“Their tour is meaningless.”
That was one of many things Nick Faldo had to say about LIV Golf yesterday when he sat down for an interview with Sky Sports News.
Faldo pulled no punches when talking about the future of players who defected to LIV.
“They’re done,” Faldo told Sky Sports. “It’s a rival tour. If you work for a company for 20 years and you then leave to go to a rival company, I can promise you your picture won’t still be on the wall. You’ve moved on. Fine, off you go.
“They made that decision and I’m sure they knew it was going to cost them. They were playing the maths game. They were getting a huge chunk of money up front, and they knew it was going to lose them sponsors, but they thought ‘I still win.'”
The six-time major champion also spoke from the perspective of someone who cares deeply about the Ryder Cup – Faldo played in every Ryder Cup from 1977-1997 – and doesn’t want to see the players who are now with LIV teeing it up for the Europeans.
“They shouldn’t be there because they’ve gone off and you’ve got to move on,” he said. “They’re all at the age where Europe needs to find a new breed of 25-year-olds that can play half a dozen or more Ryder Cups, and I think we’re going to have that.”
When Faldo says, “they’re all at the age,” he’s clearly referring to stalwarts on some of the best European Ryder Cup teams the game has ever seen: Sergio Garcia, who is 43 years old, Lee Westwood (49) and Ian Poulter (47), just to name a few. Those three players – and other Europeans who now play on the Saudi-backed circuit – face an uphill climb if they hope to make this year’s Ryder Cup team. Without the ability to accrue world points in PGA Tour events and a schedule with LIV that will prevent them from teeing it up in a number of DP World Tour events, they will likely need to be selected as captain’s picks by Luke Donald, which is a tough ask when they will have been absent from the majority of golf’s biggest events in 2023.
LIV Golf releases 2023 schedule: 6 international stops, Saudi Arabia finale
Faldo wishes the LIV players would just move on and let “real” golf leave them in the rearview.
“Whatever they want to do, go and do it,” Faldo said. “Let these youngsters play what we deem is real, competitive golf.
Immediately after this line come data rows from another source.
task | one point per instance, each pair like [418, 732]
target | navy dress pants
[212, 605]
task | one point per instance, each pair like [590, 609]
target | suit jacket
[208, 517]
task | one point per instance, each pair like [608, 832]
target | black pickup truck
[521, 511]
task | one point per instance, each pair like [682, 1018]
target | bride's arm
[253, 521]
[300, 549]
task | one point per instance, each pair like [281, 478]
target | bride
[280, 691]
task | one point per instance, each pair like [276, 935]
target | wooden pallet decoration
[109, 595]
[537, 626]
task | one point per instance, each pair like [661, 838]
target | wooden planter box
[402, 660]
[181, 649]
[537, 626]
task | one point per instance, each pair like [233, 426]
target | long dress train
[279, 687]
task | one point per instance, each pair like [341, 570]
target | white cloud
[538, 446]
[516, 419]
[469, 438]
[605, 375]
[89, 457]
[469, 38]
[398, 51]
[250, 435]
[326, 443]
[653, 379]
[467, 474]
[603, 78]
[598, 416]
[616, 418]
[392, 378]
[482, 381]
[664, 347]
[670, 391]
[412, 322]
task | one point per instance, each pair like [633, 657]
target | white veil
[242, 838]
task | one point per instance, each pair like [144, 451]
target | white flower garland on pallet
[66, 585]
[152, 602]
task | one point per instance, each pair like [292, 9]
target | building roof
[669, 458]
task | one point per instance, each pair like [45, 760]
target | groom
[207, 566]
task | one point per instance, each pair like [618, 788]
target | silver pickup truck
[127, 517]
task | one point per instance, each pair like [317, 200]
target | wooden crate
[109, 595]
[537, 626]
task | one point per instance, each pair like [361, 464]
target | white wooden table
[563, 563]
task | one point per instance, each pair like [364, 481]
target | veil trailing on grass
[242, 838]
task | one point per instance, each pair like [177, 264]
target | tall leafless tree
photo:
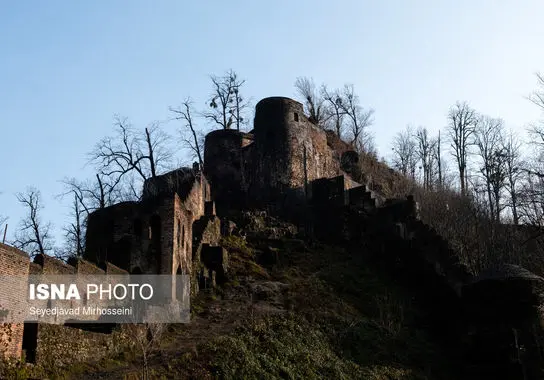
[3, 226]
[537, 97]
[226, 104]
[437, 154]
[404, 152]
[424, 151]
[191, 138]
[488, 135]
[462, 119]
[131, 154]
[34, 235]
[359, 118]
[514, 171]
[334, 113]
[313, 100]
[74, 232]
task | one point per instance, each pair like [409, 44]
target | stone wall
[152, 236]
[13, 262]
[59, 345]
[275, 162]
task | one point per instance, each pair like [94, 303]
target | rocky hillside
[291, 309]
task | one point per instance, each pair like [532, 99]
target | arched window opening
[179, 234]
[155, 228]
[137, 227]
[183, 236]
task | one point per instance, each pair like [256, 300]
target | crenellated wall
[13, 262]
[154, 235]
[45, 343]
[284, 152]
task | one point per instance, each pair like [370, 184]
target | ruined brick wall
[154, 235]
[13, 262]
[224, 165]
[61, 345]
[284, 152]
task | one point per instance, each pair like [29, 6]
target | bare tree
[404, 152]
[424, 151]
[75, 231]
[438, 159]
[537, 97]
[313, 100]
[488, 140]
[514, 173]
[334, 113]
[226, 102]
[462, 119]
[359, 118]
[34, 235]
[3, 227]
[190, 136]
[131, 152]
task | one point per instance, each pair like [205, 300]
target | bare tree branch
[313, 100]
[189, 134]
[334, 113]
[462, 119]
[359, 118]
[226, 103]
[34, 236]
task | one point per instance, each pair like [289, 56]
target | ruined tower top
[277, 113]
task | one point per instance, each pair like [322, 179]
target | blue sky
[67, 67]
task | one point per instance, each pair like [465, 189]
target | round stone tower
[223, 166]
[275, 118]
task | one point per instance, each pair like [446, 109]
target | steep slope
[294, 309]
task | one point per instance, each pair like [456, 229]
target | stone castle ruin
[290, 167]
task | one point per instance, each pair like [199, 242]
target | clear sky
[66, 67]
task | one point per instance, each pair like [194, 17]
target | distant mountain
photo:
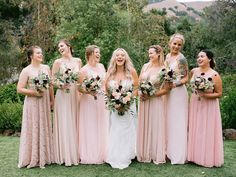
[177, 9]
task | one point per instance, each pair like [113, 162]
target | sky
[192, 0]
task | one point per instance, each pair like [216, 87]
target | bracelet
[178, 83]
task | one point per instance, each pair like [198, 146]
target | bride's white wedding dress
[122, 134]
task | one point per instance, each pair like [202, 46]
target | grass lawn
[9, 158]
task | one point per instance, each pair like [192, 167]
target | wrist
[178, 83]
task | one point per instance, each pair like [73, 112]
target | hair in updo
[89, 50]
[177, 35]
[158, 50]
[65, 41]
[210, 56]
[30, 51]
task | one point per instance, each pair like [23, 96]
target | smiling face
[176, 45]
[63, 49]
[120, 58]
[203, 60]
[153, 55]
[37, 55]
[96, 55]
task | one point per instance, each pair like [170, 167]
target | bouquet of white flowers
[119, 99]
[92, 84]
[41, 82]
[65, 78]
[146, 87]
[202, 84]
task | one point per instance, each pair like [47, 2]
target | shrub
[8, 94]
[10, 116]
[228, 111]
[229, 82]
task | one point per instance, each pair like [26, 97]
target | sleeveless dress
[36, 132]
[122, 134]
[151, 133]
[93, 125]
[177, 119]
[205, 142]
[65, 136]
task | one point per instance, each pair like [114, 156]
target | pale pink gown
[65, 135]
[205, 142]
[177, 120]
[36, 132]
[151, 131]
[93, 125]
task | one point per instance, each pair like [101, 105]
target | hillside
[175, 8]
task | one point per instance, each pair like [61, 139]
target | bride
[122, 76]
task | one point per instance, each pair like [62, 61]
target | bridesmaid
[151, 144]
[36, 131]
[177, 104]
[205, 142]
[65, 138]
[93, 126]
[122, 134]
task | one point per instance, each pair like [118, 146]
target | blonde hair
[159, 50]
[177, 35]
[128, 65]
[68, 44]
[89, 50]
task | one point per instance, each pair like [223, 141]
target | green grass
[9, 158]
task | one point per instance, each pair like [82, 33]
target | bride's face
[120, 58]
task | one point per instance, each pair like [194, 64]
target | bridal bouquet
[200, 83]
[67, 77]
[119, 99]
[41, 82]
[92, 84]
[146, 87]
[167, 75]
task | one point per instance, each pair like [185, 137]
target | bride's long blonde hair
[128, 65]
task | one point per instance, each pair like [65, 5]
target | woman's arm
[217, 89]
[21, 86]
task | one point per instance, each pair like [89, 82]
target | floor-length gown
[177, 120]
[151, 139]
[122, 133]
[93, 125]
[36, 132]
[205, 142]
[65, 136]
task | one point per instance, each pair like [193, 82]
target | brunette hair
[210, 56]
[65, 41]
[89, 50]
[158, 50]
[177, 35]
[30, 51]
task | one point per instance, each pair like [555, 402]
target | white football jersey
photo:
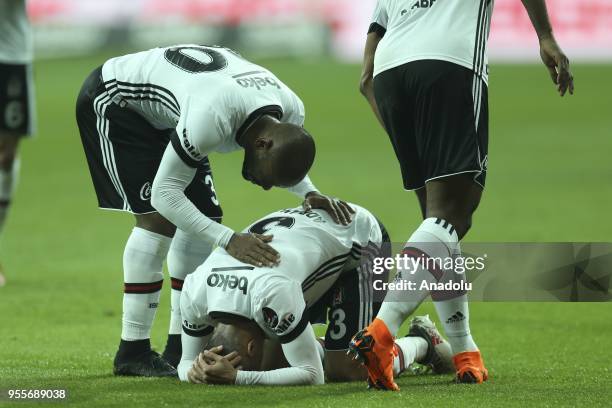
[209, 94]
[314, 251]
[450, 30]
[15, 33]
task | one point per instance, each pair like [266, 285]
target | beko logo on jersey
[313, 216]
[219, 280]
[257, 82]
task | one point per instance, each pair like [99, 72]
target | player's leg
[396, 101]
[187, 252]
[352, 305]
[453, 200]
[16, 121]
[453, 155]
[123, 154]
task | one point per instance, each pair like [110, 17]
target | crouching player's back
[252, 325]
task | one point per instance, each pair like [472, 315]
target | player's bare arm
[552, 55]
[366, 85]
[253, 249]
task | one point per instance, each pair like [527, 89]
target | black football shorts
[351, 304]
[17, 113]
[124, 151]
[436, 115]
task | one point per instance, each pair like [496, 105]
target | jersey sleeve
[201, 128]
[380, 19]
[282, 310]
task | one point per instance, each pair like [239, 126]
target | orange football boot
[374, 347]
[470, 368]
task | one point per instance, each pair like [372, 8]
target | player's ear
[263, 143]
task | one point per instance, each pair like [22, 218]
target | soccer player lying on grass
[236, 311]
[148, 122]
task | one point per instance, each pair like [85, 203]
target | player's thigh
[123, 150]
[395, 100]
[16, 99]
[450, 117]
[156, 223]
Once you’ve decided to retire, disappear, move on, or go to another job. No one’s going to talk about you, so just go and do your thing and get on with it.”
The former broadcaster also gave his thoughts on LIV Golf CEO Greg Norman. Faldo and Norman are forever linked in golf history after Faldo overcame a six-shot deficit at the beginning of the final round to win the 1996 Masters by five shots and claim his third green jacket.
“He was a great golfer,” Faldo said of Norman. “He really was a charismatic, exciting golfer and he’s absolutely wrecked all of that.”